Janicki puts one hand over the other. He edges his foot onto a crossbar. Suddenly he's back in a chow hall. Outside the base, insurgents shoot mortars from passing cars and then speed away. The cafeteria pitches and shakes as blasts detonate all around it. His buddies slip flak jackets over their uniforms, put on bucket helmets and continue eating.

At the top of the fence, Janicki swings a leg over. When he lands on the White House grounds, his mind brings him back to jerking the steering wheel of his Humvee. He's trying to avoid an ambush. A satellite dish is strapped to the back of the truck. An insurgent in a Toyota Land Cruiser spots him and swerves directly in front of him. Janicki accelerates and dodges the kamikaze attack.

On the White House grass, Janicki runs at a full sprint. He feels euphoric, better than he has in months. Life finally has a purpose again.

Two days earlier, Janicki and his wife, Jamie, had arrived in Washington, D.C., to visit Janicki's mother. Janicki announced he didn't feel well, but they went on with their plan to visit a conference on green energy. The crowds on the subway made things worse. When they reached the expo, Janicki snapped. After Iraq, crowds often have that effect. He took off without a word, dashing roughly 10 blocks toward the White House.

Now, as Janicki approaches the fountain, three Secret Service agents blitz toward him. Their guns are drawn. One man holds the leash on a German shepherd. Tall and lithe, Janicki swings wide around the fountain, keeping it between him and the men.

Past the fountain, Janicki darts at full speed. He's just 10 yards from the White House doors when the agents intercept him and raise their weapons.

Janicki pulls up. He raises his hands. "Stop!" he screams. "All right, you got me." Janicki chuckles, then cheers, "Whoo-hooo!"
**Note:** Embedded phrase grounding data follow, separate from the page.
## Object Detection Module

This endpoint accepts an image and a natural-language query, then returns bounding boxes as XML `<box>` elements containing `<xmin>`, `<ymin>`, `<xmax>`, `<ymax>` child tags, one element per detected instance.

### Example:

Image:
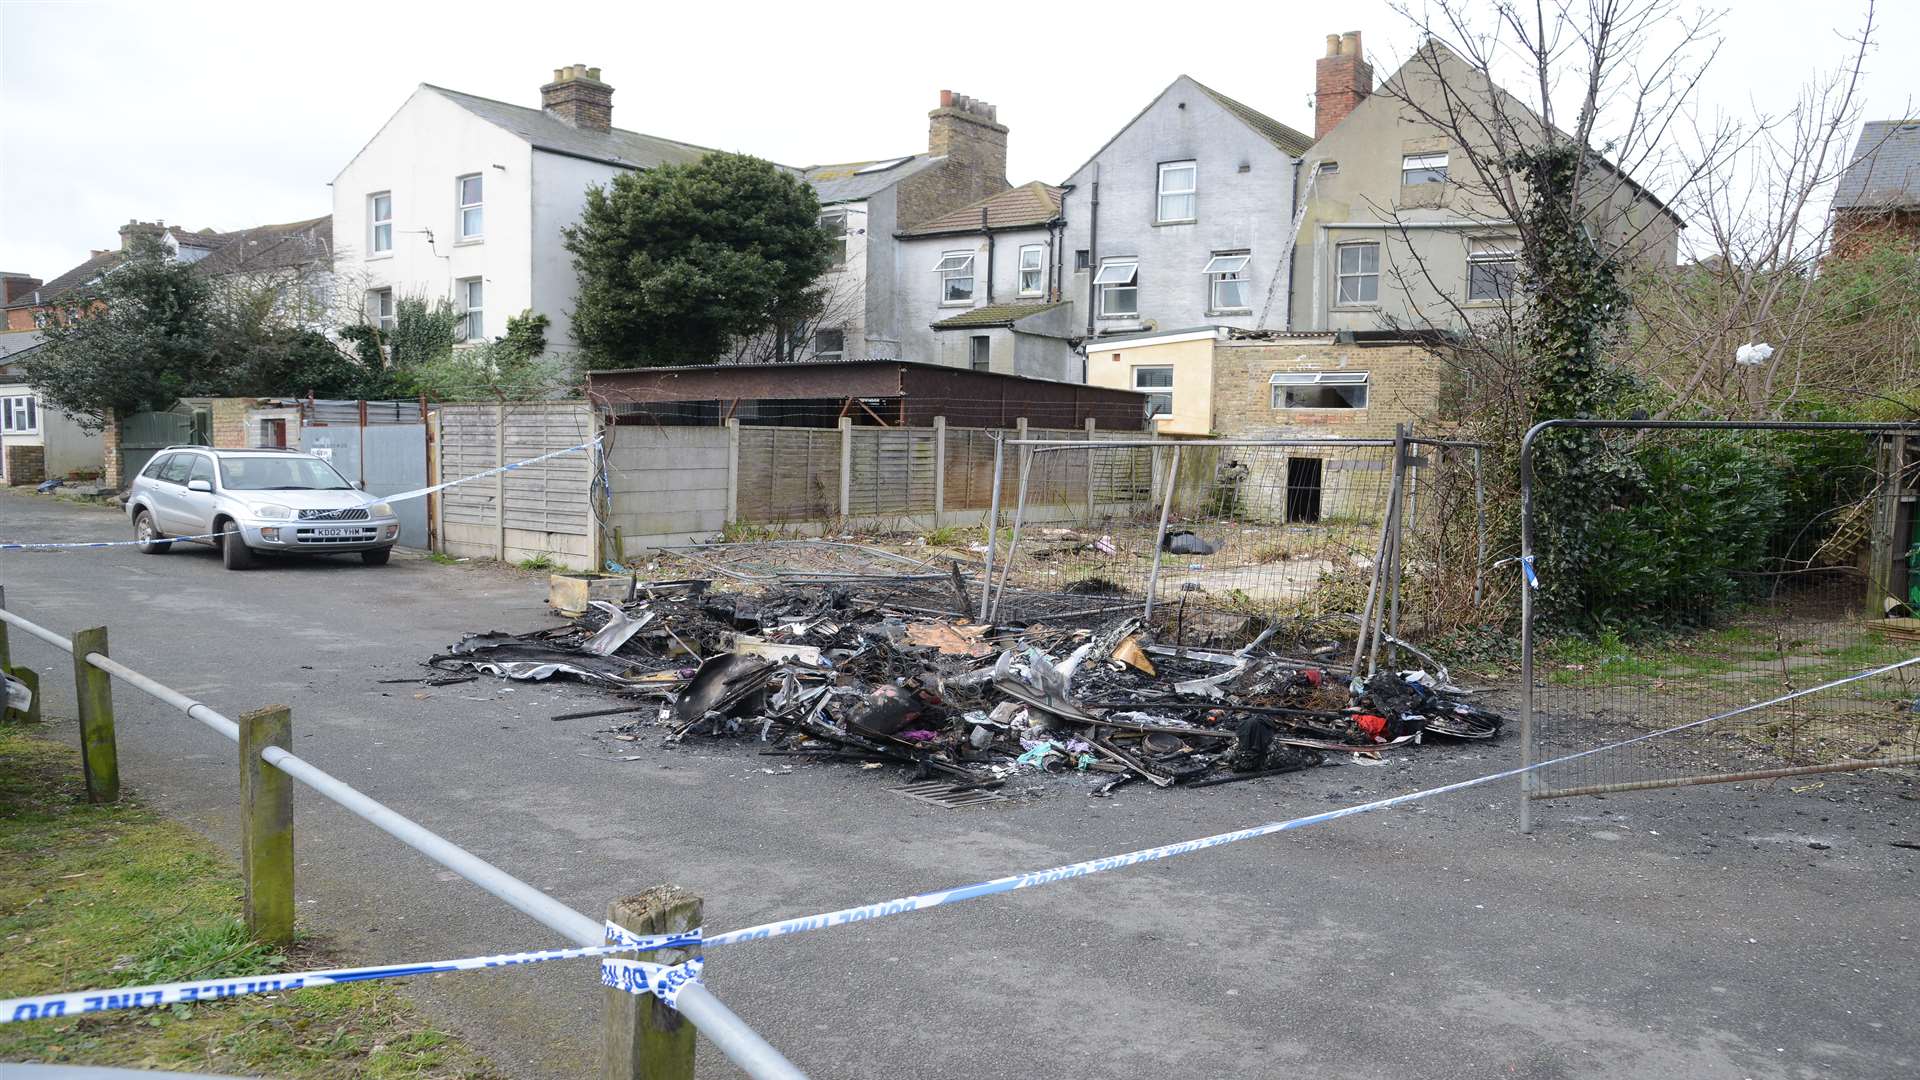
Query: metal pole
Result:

Two agents lunge. They grab his arms and wrestle him to the ground, then drag him away for interrogation.

That evening, Secret Service spokesman Kim Bruce announces that Alexis Janicki faces federal charges. His attempt to reach the president would've failed anyway; Bush was on vacation at Camp David.

For everyone else, this is where the story stops. The White House doesn't make public that Janicki was an Iraq war veteran with post-traumatic stress disorder. Janicki wears a red Old Navy sweatshirt and the Washington Nationals stocking cap he purchased from a street vendor a few hours ago. His left arm and abdomen are already bruising from the impact of the Secret Service's tackle. Government agents with color-coded lapel pins huddle around him.
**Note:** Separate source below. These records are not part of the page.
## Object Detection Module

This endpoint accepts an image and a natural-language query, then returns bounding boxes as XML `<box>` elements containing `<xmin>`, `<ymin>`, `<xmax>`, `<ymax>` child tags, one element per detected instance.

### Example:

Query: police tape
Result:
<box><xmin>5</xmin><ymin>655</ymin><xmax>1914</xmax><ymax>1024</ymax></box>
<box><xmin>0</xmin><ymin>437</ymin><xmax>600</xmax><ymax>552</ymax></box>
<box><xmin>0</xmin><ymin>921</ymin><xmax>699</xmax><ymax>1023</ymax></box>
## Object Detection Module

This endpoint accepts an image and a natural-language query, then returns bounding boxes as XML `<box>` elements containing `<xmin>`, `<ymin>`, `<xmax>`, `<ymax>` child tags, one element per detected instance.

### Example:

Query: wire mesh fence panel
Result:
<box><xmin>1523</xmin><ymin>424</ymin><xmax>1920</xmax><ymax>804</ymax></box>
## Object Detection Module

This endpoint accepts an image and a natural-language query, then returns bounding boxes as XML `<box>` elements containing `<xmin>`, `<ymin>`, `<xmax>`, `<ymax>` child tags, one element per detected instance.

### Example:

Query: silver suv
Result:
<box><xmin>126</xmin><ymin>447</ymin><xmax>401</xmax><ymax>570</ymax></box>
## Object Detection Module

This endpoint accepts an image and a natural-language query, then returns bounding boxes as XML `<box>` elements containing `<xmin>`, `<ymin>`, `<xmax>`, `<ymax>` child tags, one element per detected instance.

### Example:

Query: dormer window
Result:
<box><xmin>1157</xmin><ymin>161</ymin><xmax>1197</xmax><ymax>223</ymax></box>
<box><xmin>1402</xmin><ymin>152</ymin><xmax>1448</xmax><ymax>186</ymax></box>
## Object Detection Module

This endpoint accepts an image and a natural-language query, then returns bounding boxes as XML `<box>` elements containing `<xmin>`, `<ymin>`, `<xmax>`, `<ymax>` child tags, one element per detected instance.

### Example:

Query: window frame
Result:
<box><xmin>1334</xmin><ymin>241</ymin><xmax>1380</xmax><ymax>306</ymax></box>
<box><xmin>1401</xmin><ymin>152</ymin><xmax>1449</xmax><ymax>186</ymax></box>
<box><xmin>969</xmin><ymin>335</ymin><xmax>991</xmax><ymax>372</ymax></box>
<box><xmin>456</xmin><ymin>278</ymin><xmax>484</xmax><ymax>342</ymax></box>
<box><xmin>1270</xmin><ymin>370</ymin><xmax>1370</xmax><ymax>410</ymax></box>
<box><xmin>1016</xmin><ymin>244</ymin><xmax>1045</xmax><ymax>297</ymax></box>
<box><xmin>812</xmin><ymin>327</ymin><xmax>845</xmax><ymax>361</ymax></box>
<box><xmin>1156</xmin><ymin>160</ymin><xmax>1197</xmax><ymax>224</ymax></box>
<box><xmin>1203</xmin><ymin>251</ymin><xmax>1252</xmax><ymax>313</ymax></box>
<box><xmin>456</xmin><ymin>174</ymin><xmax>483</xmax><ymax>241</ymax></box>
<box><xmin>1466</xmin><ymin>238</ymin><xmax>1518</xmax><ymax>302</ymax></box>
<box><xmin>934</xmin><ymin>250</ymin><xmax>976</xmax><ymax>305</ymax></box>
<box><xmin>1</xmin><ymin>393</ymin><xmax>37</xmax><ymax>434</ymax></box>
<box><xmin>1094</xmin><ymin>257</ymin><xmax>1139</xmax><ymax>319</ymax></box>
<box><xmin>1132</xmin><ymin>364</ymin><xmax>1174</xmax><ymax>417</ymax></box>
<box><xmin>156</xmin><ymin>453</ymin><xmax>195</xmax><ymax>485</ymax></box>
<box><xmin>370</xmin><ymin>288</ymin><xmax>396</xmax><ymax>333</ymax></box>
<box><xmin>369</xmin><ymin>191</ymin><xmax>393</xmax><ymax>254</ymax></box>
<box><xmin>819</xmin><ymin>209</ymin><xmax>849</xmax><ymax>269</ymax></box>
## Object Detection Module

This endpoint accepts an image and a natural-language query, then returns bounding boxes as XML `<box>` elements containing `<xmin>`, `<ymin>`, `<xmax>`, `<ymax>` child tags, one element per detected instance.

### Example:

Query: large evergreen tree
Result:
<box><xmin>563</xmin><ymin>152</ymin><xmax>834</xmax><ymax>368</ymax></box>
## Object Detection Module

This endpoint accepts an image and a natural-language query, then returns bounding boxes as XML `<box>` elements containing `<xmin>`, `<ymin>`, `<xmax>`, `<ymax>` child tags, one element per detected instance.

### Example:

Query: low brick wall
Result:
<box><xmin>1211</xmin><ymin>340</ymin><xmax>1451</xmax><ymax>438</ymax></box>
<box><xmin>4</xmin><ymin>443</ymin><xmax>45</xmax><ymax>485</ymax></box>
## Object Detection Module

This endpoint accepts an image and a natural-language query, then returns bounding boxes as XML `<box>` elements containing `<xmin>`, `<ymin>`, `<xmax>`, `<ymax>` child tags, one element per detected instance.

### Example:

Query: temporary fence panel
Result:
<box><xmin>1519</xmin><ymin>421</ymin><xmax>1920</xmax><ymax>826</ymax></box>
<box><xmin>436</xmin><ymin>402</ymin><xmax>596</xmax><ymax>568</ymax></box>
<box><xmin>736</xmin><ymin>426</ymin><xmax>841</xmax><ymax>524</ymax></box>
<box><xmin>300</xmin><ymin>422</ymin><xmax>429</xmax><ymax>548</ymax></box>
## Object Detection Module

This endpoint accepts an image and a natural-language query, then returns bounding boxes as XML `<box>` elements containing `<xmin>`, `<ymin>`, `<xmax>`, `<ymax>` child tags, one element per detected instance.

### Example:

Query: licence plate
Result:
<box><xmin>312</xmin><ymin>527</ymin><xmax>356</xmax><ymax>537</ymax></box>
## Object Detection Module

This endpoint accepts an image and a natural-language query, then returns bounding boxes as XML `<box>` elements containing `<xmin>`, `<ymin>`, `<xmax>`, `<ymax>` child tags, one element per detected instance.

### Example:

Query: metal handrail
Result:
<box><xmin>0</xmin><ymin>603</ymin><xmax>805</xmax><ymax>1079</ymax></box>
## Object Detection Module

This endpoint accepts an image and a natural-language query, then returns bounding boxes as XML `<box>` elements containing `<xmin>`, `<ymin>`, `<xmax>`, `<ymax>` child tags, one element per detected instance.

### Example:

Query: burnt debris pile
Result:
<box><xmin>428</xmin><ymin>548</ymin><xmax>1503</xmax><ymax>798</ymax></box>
They ask him to explain his actions. They demand to know how long he had planned to storm the White House.

Janicki says he's not sure. "I just felt froggy, and I jumped," he says, clearly impressed with his wall-climbing skills. "Who are you looking for? I'm not al Qaeda."

His cell phone rings. An agent grabs it and answers. It's Janicki's mother. A squad of agents is dispatched to search her home for drugs or terrorist paraphernalia. They come back empty-handed.

An agent spots Janicki's wristbandlike tattoo. It reads Pitbull, a reference to the unofficial Army mascot. "Because I'm tenacious like a pit bull," Janicki says absent-mindedly. This seems to annoy his captors even more.